Opinion written by Connecticut State Senator Rob Kane
We have eliminated all structural imbalances in our budget. In the first two years of the downturn, we cut two billion dollars out of the budget. We did it by eliminating programs and cutting the size and staffing of government down to 2000 levels.”
Unfortunately, those refreshing and sensible words were not uttered recently by Gov. Dannel P. Malloy or any other official in the Malloy administration. They were spoken by a top economic development official…from Utah.
As states like Connecticut struggle to balance budgets and pay liabilities during hard economic times, Utah has managed to stay strong. How?
Utah found the political will to cut $2 billion from the state budget. The downsizing and belt-tightening has helped Utah to live within its means and keep taxes low. Meanwhile, here in the Constitution State, we’ve gone in the opposite direction. The governor and legislative Democrats have raised spending by $1 billion and raised taxes by a record $3.8 billion. The most recent study by the Tax Foundation found Connecticut leading the pack, in the category of taxes paid per person. At $7,256 per person, Connecticut easily outdistances our closest competitor, New Jersey. Nutmeggers pay $505 more per person than Garden State residents.

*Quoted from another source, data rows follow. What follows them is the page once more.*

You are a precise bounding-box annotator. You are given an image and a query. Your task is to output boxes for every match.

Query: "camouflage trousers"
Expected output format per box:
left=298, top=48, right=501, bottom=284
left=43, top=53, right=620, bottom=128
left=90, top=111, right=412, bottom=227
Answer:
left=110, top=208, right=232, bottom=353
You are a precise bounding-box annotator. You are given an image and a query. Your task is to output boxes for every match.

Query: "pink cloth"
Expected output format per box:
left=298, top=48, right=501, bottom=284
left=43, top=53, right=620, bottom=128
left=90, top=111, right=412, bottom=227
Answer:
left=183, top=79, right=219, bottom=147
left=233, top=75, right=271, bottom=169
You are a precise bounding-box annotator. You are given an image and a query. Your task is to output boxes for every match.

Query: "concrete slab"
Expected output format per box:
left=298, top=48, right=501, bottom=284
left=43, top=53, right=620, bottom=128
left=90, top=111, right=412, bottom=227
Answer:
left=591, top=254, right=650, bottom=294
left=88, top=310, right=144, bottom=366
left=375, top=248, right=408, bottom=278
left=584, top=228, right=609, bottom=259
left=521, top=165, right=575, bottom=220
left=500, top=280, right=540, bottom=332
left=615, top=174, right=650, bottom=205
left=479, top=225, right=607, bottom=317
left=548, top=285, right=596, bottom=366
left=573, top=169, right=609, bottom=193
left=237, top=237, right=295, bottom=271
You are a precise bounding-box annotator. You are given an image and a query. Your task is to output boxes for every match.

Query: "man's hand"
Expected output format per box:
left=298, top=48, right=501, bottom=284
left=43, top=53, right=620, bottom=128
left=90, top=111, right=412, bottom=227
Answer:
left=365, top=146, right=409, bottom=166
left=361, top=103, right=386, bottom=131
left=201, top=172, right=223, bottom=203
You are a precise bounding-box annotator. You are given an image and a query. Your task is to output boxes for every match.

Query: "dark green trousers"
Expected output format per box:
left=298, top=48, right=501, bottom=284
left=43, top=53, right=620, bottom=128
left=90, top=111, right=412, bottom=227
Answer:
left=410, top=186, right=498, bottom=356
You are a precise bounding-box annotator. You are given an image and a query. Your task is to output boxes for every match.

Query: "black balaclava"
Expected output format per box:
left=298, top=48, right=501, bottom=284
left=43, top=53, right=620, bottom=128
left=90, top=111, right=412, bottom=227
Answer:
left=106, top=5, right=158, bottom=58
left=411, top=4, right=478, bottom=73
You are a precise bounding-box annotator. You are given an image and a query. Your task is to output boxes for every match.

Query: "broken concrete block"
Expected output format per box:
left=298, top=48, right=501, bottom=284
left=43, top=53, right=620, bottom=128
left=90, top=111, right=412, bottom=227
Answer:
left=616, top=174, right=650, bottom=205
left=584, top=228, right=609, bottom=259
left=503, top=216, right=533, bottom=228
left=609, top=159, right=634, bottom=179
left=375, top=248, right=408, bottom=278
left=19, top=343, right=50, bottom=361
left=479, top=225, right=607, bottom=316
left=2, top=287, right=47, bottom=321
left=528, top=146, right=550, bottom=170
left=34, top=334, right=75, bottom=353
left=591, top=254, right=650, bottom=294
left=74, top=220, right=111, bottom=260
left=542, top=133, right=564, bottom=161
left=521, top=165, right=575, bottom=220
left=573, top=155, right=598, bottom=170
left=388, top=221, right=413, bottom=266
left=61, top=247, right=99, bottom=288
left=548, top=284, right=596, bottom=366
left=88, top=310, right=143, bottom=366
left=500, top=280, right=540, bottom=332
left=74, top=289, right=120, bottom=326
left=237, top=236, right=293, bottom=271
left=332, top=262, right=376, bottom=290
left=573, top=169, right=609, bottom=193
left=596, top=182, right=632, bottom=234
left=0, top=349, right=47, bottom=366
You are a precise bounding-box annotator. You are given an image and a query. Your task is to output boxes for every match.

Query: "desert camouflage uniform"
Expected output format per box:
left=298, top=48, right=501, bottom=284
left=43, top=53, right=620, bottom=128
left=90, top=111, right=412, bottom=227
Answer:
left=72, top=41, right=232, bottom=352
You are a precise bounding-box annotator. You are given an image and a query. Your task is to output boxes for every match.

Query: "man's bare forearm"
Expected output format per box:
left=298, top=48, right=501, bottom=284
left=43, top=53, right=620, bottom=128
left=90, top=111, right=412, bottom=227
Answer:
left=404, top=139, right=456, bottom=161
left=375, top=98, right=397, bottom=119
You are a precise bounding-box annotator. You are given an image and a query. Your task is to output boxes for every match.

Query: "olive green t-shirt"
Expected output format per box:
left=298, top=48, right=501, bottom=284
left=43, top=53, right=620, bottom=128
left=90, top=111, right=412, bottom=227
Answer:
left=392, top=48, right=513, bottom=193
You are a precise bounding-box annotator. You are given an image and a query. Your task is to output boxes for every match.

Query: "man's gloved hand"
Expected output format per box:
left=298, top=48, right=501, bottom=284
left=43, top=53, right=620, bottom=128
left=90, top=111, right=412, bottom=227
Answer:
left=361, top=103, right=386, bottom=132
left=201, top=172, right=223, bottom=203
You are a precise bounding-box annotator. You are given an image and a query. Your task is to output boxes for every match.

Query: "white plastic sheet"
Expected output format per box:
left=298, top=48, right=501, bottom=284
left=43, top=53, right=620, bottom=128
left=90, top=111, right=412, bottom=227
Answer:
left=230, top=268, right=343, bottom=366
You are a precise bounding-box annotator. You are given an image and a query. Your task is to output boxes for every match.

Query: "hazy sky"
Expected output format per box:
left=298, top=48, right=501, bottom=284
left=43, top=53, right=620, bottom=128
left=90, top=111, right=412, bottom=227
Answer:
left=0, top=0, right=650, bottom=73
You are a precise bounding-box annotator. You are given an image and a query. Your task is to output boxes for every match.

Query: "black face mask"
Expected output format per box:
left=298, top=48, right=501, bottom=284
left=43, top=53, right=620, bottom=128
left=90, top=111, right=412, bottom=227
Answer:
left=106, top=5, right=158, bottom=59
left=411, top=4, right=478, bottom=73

Success stories like Utah can show leaders like Gov. Malloy the way out of our state’s prolonged struggles. For starters, compare Utah’s business-friendly 5-percent tax rate to Connecticut’s 9 percent.

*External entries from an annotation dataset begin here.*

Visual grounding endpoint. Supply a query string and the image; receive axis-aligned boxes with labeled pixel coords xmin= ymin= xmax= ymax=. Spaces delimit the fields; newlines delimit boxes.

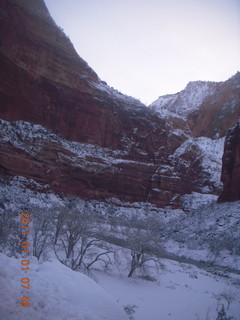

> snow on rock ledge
xmin=0 ymin=253 xmax=128 ymax=320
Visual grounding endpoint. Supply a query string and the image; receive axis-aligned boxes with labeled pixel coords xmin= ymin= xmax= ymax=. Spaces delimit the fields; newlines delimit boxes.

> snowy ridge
xmin=172 ymin=137 xmax=225 ymax=193
xmin=149 ymin=81 xmax=220 ymax=117
xmin=0 ymin=119 xmax=153 ymax=170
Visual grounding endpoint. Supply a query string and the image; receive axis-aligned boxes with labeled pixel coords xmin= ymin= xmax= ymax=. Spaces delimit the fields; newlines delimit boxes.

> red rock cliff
xmin=218 ymin=120 xmax=240 ymax=202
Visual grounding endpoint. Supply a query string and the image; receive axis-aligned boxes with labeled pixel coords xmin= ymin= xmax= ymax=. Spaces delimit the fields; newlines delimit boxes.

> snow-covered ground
xmin=96 ymin=260 xmax=240 ymax=320
xmin=0 ymin=253 xmax=128 ymax=320
xmin=0 ymin=177 xmax=240 ymax=320
xmin=0 ymin=252 xmax=240 ymax=320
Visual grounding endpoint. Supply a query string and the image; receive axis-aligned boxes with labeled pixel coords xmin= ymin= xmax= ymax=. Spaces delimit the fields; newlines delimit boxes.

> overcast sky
xmin=45 ymin=0 xmax=240 ymax=104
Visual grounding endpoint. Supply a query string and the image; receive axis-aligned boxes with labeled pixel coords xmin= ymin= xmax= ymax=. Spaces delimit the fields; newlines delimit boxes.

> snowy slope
xmin=171 ymin=137 xmax=225 ymax=193
xmin=149 ymin=81 xmax=219 ymax=117
xmin=96 ymin=260 xmax=240 ymax=320
xmin=0 ymin=253 xmax=128 ymax=320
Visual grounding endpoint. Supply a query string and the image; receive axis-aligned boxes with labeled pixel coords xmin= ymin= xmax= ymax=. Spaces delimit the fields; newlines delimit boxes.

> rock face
xmin=0 ymin=0 xmax=239 ymax=207
xmin=150 ymin=72 xmax=240 ymax=138
xmin=218 ymin=120 xmax=240 ymax=202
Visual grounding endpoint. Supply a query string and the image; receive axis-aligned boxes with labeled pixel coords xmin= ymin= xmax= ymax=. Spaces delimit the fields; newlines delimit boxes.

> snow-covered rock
xmin=149 ymin=81 xmax=219 ymax=117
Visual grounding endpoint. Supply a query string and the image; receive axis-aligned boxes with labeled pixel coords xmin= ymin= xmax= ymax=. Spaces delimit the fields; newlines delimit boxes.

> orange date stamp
xmin=20 ymin=212 xmax=31 ymax=307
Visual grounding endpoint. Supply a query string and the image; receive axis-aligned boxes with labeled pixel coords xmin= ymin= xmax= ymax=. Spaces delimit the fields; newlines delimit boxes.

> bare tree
xmin=122 ymin=217 xmax=160 ymax=277
xmin=54 ymin=210 xmax=113 ymax=271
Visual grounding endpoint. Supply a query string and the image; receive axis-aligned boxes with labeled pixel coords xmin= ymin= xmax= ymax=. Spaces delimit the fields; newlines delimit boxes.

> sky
xmin=45 ymin=0 xmax=240 ymax=104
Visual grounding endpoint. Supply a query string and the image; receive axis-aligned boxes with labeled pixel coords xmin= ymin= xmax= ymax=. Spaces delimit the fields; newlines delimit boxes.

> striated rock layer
xmin=0 ymin=0 xmax=238 ymax=207
xmin=218 ymin=120 xmax=240 ymax=202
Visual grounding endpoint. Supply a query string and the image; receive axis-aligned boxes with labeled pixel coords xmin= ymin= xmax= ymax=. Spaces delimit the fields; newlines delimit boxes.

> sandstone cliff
xmin=218 ymin=120 xmax=240 ymax=202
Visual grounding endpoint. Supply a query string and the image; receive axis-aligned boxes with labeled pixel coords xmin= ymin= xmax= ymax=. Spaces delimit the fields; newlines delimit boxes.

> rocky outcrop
xmin=218 ymin=120 xmax=240 ymax=202
xmin=150 ymin=72 xmax=240 ymax=138
xmin=0 ymin=0 xmax=236 ymax=207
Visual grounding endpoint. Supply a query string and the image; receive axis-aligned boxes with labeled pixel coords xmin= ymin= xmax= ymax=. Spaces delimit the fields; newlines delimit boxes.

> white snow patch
xmin=0 ymin=253 xmax=128 ymax=320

Then compare Utah’s 6-percent unemployment rate to Connecticut’s 8.5 percent. Lower state taxes and lean state governments are attractive to businesses with money to invest.
When states like Utah gets their fiscal houses in order, businesses view them as islands of stability. When a state like Connecticut doubles the tax on businesses and approves regulations such as the burdensome paid sick leave mandate, businesses view them as chaotic and unfriendly. When a state like Utah can boast of a 5 percent tax on businesses, it essentially hangs the “We’re Open for Business” sign at each of its borders. Here in Connecticut, state government hand-picks handfuls of “winners” and lavishes tens of millions of your tax dollars on them just to convince them to keep jobs here. The rest of Connecticut’s struggling businesses — who all lose in this scenario — watch this policy and ask why they don’t get similar preferential treatment.
For example, Gov. Malloy recently offered a Westport hedge fund run by a multi-billionaire $115 million in your tax dollars so the company could move to Stamford. When asked why he did it, the governor sounded like he was putting up ransom money.
“We need to keep these people in Connecticut,” he said.
Now imagine you are a running a competing Fairfield County hedge fund. You have just seen your competitor get $115 million, while you get nothing. Wouldn’t you be a little miffed at this unlevel business playing field? Wouldn’t you take a look at other places to grow and expand as a result?
Let’s hope that Gov. Malloy takes a few pages out of Utah’s government playbook and tries to make The Beehive State a model for Connecticut’s future. Cut spending.
Cut taxes. Cut the red tape on businesses and quit picking winners and losers. The state motto of Utah is simply “Industry.” Given the fact that the state is getting national acclaim for its ability to attract all kinds of jobs, that motto seems appropriate.